Short versions for children usually stop here. The longer version mentions the woodcutter being so miserable after this incident that the deer returns to tell him of the water pail the heavens send down to get water. The woodcutter rides the pail to the heavens and reconciles with his wife and children and live there happily for a while. He soon misses his old mother so decides to pay her a visit on a skyhorse, which his wife tells him not to disembark for any reason. The woodcutter’s mother is so happy to see her son, she makes him hot juk (Korean porridge) and accidentally drops some on the skyhorse. The skyhorse is startled and abruptly flies to the sky, dropping the woodcutter on the land. The woodcutter dies and becomes a rooster, who cries everyday looking up to the heavens.
* The Good: ? Maybe the sunnyeo but I’m not so sure. (Debatable.)
* The Bad: The woodcutter, no? What’s with stealing clothes to get yourself a wife? Saving the deer was pretty cool but hey. Really. (Also debatable.)
* The Ugly: Peeking at bathing beauties and stealing their clothes is not cool. Neither is advising someone to do so. Deer, what were you thinking?
* The unexpected feature character: The deer.

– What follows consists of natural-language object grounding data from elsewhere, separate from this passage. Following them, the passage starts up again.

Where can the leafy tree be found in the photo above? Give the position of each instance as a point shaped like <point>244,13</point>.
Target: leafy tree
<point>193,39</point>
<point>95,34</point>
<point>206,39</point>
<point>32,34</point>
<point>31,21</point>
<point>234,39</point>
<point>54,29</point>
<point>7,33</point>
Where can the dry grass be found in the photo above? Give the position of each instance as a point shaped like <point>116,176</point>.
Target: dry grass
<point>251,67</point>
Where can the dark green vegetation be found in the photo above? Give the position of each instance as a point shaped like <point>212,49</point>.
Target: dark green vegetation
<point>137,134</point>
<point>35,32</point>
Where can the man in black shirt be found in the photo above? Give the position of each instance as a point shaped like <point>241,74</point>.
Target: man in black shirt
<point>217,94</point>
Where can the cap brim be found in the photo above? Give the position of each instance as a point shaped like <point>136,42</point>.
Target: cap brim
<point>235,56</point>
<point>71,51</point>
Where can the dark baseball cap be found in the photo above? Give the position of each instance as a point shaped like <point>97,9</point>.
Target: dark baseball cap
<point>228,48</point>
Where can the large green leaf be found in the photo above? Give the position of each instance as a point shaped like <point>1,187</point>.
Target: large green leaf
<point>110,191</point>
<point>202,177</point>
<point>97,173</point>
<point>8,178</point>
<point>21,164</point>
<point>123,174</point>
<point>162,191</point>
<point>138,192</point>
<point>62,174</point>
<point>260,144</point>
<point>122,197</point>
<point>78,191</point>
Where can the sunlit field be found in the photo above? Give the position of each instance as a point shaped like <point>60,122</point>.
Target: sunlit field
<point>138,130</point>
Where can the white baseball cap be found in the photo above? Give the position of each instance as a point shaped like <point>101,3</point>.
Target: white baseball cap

This is only a smidgen of Korean folk tales; I’ve only listed the most well known with some prominent characters. Some are quite clear in the good vs bad theme, whereas others (like the last one) can give much fuel to a heated debate. However, whatever story it is, you can be sure it will be intriguing and interesting, especially if you’re not reading the simplified versions. What’s fortunate is that there are many translations available of these stories; check them out at your next trip to the bookstore and come up with your own verdict of the good, the bad, and the ugly. It’ll be fun.